Si bien, y como desde que tenía uso de razón Domingo lo había observado, el viejo se levantaba todas las mañanas muy temprano, antes de la salida del sol, hubiera dado lo mismo que lo hiciera al mediodía o a cualquier otra hora. Se quedaba sentado dos o tres horas mateando y fumando, corriendo la silla a medida que el sol avanzaba de modo de quedar siempre a la sombra. Después se iba al pueblo y no regresaba hasta muy tarde la noche, salvo algunas veces en que volvía al mediodía para poner una tira de carne a la parrilla y aguardar que estuviera a punto para mandársela con un poco de galleta y un litro de vino. Si se quedaba en el pueblo siempre se las ingeniaba para que alguno lo invitara con un poco de mortadela o queso, o con una lata de sardinas y unos vasos de vino en el almacén o en el bar del hotel. Si había estado recolectando conchilla o pescando y había vendido el producto de su actividad o tenía en el bolsillo unos pesos que Domingo le había dado para los vicios, era él el que invitaba entonces a algún otro, o bien juntaban el dinero de cada uno y formaban un solo capital que era indefectiblemente comido y bebido.

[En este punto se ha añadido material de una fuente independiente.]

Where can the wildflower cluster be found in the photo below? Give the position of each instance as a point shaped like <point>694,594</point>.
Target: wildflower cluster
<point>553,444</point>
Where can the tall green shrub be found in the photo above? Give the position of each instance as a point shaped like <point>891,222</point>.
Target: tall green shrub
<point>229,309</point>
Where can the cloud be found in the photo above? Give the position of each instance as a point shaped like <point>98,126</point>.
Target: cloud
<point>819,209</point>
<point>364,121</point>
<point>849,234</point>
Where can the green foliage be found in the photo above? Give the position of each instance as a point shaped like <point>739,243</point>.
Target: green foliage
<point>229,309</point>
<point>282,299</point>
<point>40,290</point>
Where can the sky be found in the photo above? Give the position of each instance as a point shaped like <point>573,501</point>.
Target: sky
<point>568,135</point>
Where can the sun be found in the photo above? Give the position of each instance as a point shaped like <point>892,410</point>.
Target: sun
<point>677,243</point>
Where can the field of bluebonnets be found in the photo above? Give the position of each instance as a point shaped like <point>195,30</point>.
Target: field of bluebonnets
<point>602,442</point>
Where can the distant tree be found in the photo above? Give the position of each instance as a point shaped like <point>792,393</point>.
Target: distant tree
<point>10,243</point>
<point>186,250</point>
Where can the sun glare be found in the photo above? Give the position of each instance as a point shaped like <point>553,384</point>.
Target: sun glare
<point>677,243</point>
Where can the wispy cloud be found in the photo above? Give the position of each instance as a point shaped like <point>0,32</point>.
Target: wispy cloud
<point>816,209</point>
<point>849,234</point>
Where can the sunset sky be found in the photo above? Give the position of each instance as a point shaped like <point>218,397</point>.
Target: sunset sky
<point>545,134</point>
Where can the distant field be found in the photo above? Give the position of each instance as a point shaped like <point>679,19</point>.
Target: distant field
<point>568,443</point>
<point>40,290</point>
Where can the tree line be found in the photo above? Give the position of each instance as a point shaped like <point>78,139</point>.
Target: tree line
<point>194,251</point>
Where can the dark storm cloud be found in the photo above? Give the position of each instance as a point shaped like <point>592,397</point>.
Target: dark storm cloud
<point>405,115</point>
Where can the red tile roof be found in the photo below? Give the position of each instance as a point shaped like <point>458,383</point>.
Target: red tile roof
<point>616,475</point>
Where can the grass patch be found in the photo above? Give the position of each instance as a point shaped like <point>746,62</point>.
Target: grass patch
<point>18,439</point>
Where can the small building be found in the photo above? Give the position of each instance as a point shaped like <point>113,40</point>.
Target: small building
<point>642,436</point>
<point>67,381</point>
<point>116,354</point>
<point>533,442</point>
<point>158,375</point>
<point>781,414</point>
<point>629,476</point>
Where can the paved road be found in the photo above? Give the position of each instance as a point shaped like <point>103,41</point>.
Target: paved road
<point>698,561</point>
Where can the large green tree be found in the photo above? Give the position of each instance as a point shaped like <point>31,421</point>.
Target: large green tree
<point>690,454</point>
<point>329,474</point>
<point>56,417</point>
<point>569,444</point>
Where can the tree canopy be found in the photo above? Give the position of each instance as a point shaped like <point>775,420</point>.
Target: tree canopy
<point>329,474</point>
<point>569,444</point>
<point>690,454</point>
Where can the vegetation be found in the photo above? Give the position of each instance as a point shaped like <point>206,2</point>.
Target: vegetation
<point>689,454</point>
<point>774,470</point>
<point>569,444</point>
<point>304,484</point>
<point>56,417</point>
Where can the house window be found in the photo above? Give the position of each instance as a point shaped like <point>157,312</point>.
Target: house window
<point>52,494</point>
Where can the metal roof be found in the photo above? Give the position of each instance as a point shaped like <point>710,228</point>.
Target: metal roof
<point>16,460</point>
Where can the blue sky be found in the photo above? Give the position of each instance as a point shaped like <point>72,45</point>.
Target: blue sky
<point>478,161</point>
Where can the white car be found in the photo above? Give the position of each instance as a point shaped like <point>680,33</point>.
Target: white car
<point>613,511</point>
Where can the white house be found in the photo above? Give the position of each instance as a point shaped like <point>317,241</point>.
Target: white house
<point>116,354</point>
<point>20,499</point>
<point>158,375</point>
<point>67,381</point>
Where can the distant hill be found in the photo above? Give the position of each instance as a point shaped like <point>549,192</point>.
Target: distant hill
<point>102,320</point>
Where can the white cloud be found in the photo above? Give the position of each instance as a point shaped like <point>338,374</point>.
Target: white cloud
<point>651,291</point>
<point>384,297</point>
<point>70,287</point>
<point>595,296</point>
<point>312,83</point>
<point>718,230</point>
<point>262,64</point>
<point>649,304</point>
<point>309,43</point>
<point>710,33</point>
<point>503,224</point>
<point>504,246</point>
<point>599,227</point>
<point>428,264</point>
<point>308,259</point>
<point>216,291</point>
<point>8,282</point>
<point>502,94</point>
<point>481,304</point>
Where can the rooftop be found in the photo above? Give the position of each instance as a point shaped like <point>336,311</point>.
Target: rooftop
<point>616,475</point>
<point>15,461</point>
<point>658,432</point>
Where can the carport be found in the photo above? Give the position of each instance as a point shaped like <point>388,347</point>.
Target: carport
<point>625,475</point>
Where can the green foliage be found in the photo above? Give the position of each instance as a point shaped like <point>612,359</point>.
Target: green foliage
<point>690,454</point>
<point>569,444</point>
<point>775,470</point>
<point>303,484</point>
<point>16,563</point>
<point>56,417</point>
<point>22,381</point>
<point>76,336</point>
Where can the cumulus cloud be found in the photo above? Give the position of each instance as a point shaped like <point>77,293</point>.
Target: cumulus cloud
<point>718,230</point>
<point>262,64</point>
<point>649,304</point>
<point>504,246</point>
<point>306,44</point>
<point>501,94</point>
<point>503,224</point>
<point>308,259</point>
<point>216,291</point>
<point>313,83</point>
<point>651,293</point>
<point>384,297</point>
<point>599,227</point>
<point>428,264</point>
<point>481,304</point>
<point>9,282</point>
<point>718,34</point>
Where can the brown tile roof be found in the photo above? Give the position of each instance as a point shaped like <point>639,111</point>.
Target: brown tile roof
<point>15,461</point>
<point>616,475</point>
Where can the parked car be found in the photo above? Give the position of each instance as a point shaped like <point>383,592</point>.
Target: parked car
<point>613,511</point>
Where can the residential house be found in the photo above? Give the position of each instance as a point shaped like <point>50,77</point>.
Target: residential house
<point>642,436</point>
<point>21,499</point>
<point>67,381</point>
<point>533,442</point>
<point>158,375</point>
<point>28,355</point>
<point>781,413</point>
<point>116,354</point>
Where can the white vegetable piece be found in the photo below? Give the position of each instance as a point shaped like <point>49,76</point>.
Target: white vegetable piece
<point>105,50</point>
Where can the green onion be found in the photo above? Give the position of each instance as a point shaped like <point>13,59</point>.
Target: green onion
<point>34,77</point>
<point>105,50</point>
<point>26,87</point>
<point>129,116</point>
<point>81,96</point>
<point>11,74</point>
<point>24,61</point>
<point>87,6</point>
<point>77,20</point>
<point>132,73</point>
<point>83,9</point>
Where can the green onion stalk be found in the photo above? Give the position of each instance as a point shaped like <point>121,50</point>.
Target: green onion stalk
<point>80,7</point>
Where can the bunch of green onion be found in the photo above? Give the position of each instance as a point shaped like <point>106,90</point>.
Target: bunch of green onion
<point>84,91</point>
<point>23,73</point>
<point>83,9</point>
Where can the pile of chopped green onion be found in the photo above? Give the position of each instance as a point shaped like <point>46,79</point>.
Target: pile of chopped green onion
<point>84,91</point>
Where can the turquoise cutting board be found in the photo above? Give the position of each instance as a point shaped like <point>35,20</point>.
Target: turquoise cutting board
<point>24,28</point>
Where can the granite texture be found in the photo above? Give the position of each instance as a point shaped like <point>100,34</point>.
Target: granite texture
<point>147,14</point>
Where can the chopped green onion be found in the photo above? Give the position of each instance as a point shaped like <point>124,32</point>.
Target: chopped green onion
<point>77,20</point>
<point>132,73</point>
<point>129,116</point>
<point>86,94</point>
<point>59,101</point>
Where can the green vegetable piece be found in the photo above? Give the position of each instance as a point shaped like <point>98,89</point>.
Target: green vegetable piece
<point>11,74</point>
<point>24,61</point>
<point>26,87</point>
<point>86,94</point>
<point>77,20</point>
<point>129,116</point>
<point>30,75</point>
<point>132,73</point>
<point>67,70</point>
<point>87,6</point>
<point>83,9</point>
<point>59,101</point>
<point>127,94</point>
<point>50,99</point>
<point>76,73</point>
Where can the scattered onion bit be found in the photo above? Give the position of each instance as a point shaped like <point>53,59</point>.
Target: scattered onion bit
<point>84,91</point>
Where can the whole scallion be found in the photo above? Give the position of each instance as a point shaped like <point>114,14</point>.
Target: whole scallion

Así que daba lo mismo que el viejo se levantara a las cuatro de la mañana o al mediodía, y ahora estaba sentado junto a la puerta del rancho, tal vez desde las cinco o las seis, fumando o sorbiendo pensativamente el mate que Rosa, de pie junto a él, con el vestido floreado de la noche anterior, acababa de entregarle. El viejo estaba con el sombrero puesto, las piernas separadas, y un poco encogido sobre la silla. Rosa se hallaba mirándolo, cruzada de brazos, vio Domingo saliendo del bosquecito, entre los perros que habían salido disparando desde detrás de la casa y ahora lo rodeaban saltando y ladrando a su alrededor. Él los ahuyentaba tirándole suaves golpes con el pie y el farol.

Rosa ni siquiera lo miró cuando él llegó junto a la silla baja en que se hallaba sentado su padre. Tomó el mate que el viejo le devolvía y fue caminando indolentemente hacia la cocina.

– ¿Salió algo? -dijo el viejo.

– No -dijo Domingo, pasando junto al viejo y penetrando en el rancho. El camastro del viejo se hallaba desordenado. En el suelo, junto a él, había un espiral consumido: sólo quedaba un trocito incrustado en la base de la lata, y el resto era un montoncito de ceniza intacta en el piso. Domingo colgó el farol en el travesaño y dejó la línea en el lugar donde se hallaban los otros elementos de pesca. Quedó un momento de pie, como pensativo, y se encaminó nuevamente al exterior.

– Esta noche podemos comenzar la galería -dijo el viejo. Ya lo había dicho por lo menos mil veces en los últimos tres años. Hacía referencia al asunto tres o cuatro veces por día.

– Sí -dijo Domingo, mirando hacia el bosquecito.

Rosa regresó con el mate desde la cocina, dándoselo. Domingo lo agarró y comenzó a sorberlo. Miró a Rosa: estaba recién lavada, el rostro todavía un poco hinchado por el sueño, el pelo estirado hacia atrás sobre las sienes, todo mojado. De un borbotón de pelo oscuro sobre la frente, había comenzado a deslizarse una gotita de agua que dejaba sobre la oscura superficie lisa de la frente una estela brillante. La gota se detuvo en el entrecejo. Domingo recordó el último sábado, a la salida del baile, él y Rosa echados sobre el pasto, cerca del agua.

– Ando con ganas de cruzar a la isla -dijo el viejo, como hablando para sí mismo- y probar con la nutria. Lástima que no tenga escopeta. El Cándido tiene dos. Dice que una anda queriendo venderla: dice que con darle cincuenta pesos en el acto y ciento cincuenta más cuando se vaya pudiendo, la entrega. Dice que no hay más que engrasarla para que ande lo más bien.

Domingo terminó de sorber el mate y se lo devolvió a Rosa. Ésta regresó a la cocina. Domingo la miraba alejarse: el vestido floreado producía un tumulto indolente y tembloroso al ser sacudido por las nalgas.

– La conchilla no da para nada -decía mientras tanto el viejo-. Hay muchos juntadores y en el depósito te dan lo que quieren. La nutria sería un buen negocio, ¿no te parece?